Their responses to my questions were plainly stated and lacked emotion. I rephrased my questions several times but still received the same emotionless responses. I wanted more. I sought to hear the sadness, the fear, the dread of darkness.
As an organization, we are delighted to be expanding Landmine Design to two new locations this year. The new employees are hired, training has begun, and we are thrilled to see it happen. But as I sat with these new women, I realized my search wasn't about them. It was about me. Just weeks ago, sitting with new Landmine Design employees, I was anxious to hear their backgrounds. As we talked, I asked many questions because I wanted to share the horrible stories about where each woman had come. The world of human trafficking is hideous. Somewhere inside my heart, I wanted to share of that hideous world and also of the redemption taking place among our women.
But, their answers were "flat". Their stories weren't ones that are shocking or new. I wanted more. I wanted different. I wanted stories that had a punch. I wanted these stories to awaken us to the horrors of human trafficking. But their stories were the same stories we've heard countless times before. This time, the tales were told by different women. And I was afraid their stories wouldn't be read. I was afraid their narratives didn't pack enough of a punch to elicit a response from the reader.
As I write this post, I'm deeply disappointed that I was searching for more. I listened as one woman after another shared about leaving her home to travel illegally across one of the most humanly trafficked borders on the globe. Most made the journey every single day. Leaving children to fend for their younger siblings, moms would walk two hours to work in fields for 12 hours before walking another two hours to return home to hungry children. They would fall into bed exhausted for a few short hours of sleep before repeating the day again and again.

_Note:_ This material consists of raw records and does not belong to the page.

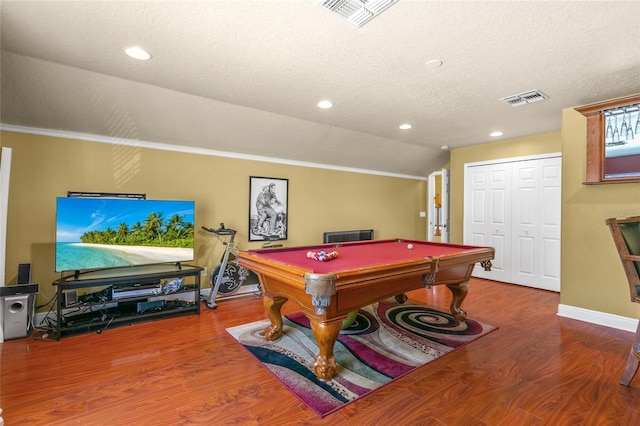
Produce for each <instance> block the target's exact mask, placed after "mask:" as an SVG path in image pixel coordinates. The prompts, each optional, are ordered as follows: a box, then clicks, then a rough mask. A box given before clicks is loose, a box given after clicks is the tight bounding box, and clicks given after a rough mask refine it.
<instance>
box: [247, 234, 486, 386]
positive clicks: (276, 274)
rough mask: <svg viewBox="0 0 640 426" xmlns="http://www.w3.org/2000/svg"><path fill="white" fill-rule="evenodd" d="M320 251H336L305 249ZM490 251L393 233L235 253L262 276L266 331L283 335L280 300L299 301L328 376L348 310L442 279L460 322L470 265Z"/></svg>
mask: <svg viewBox="0 0 640 426" xmlns="http://www.w3.org/2000/svg"><path fill="white" fill-rule="evenodd" d="M321 251H324V252H333V251H336V252H338V255H337V257H336V258H335V259H332V260H330V261H319V260H315V259H313V258H309V257H308V256H307V254H308V253H309V252H316V253H318V252H321ZM494 254H495V250H494V249H493V248H492V247H475V246H467V245H458V244H445V243H434V242H426V241H417V240H402V239H393V240H373V241H358V242H351V243H338V244H323V245H317V246H305V247H295V248H278V249H260V250H247V251H240V252H238V257H239V259H238V261H239V263H240V265H242V266H244V267H245V268H247V269H250V270H252V271H254V272H255V273H256V274H257V275H258V277H259V279H260V285H261V287H262V292H263V296H264V299H263V303H264V307H265V310H266V312H267V315H268V317H269V320H270V322H271V324H270V325H269V326H268V327H267V328H266V329H265V338H266V339H267V340H270V341H272V340H277V339H279V338H280V337H281V336H282V326H283V322H282V314H281V308H282V305H283V304H284V303H285V302H286V301H287V300H290V299H291V300H293V301H295V302H296V303H298V304H299V305H300V307H301V308H302V311H303V312H304V314H305V315H306V316H307V317H308V318H309V321H310V323H311V329H312V331H313V335H314V337H315V339H316V343H317V344H318V349H319V353H318V355H317V357H316V361H315V363H314V370H315V373H316V376H317V377H318V379H320V380H324V381H327V380H330V379H331V378H332V377H333V375H334V374H335V371H336V362H335V358H334V356H333V346H334V343H335V341H336V338H337V337H338V333H339V332H340V329H341V326H342V321H343V320H344V319H345V318H346V317H347V316H348V315H349V313H350V312H352V311H357V310H358V309H359V308H361V307H363V306H367V305H369V304H372V303H375V302H378V301H380V300H383V299H386V298H388V297H392V296H394V297H395V298H396V300H397V301H398V302H399V303H404V302H405V301H406V300H407V296H406V294H405V292H407V291H410V290H414V289H416V288H420V287H426V288H430V287H431V286H432V285H440V284H444V285H446V286H447V287H448V288H449V290H451V293H452V298H451V306H450V308H451V313H452V314H453V315H454V316H455V317H456V318H457V319H458V320H460V321H463V320H464V319H465V318H466V313H465V312H464V311H463V310H462V309H461V307H460V305H461V304H462V301H463V300H464V298H465V297H466V295H467V284H468V281H469V278H470V276H471V272H472V271H473V267H474V265H475V264H476V263H478V262H479V263H480V264H481V265H482V266H483V267H484V268H485V269H487V270H489V269H490V268H491V260H492V259H493V258H494Z"/></svg>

And why is that not enough of a pull? I sit here writing this post and wonder if it would help to know that many of the farms where these women work are owned by ruthless people. These farm owners promise full pay at the end of three months of employment. Out of their 'kindness', they give just enough money each day so their workers can purchase food to feed themselves and their families. But nothing more.
At the end of three months, after hard labor each and every day, these women wait patiently to be paid. Their wait is rewarded with a promise to pay next week. But next week never happens. So, these women leave and find another farm owner. With hope for a different ending, they begin the exact same cycle with a new owner. And every single story I heard had the same ending. No pay for months of back-breaking work.
I am ashamed that these stories are now common to me, and perhaps they have become common to you. I'm ashamed that I wanted more. Was their exploitation not enough? Did I think that if they were beaten or sold into prostitution, their stories would have the right punch? It sickens me to even type those words.
The narratives we hear are real. The women who live these stories have endured more than I can imagine. And yet I want more?
I have come to realize we have the privilege of fighting for women BEFORE their stories become even worse. I'm profoundly grateful to be on the preventative side of this war against human trafficking. To be fighting against the exploitation they've already experienced is enough. To offer opportunities and hope for a better world is an honor. That is why we are in this fight!
God forbid that their stories become common and don't drive me and you to want to be part of redeeming their lives for something far more. May their common tales be the fuel for us to continue the fight against human trafficking.
May their repeated narratives never become dull. May our hearts want to keep them from exploitation and from the risk of things even worse. May we continue the fight, with renewed passion, so precious women may move forward with hope and futures.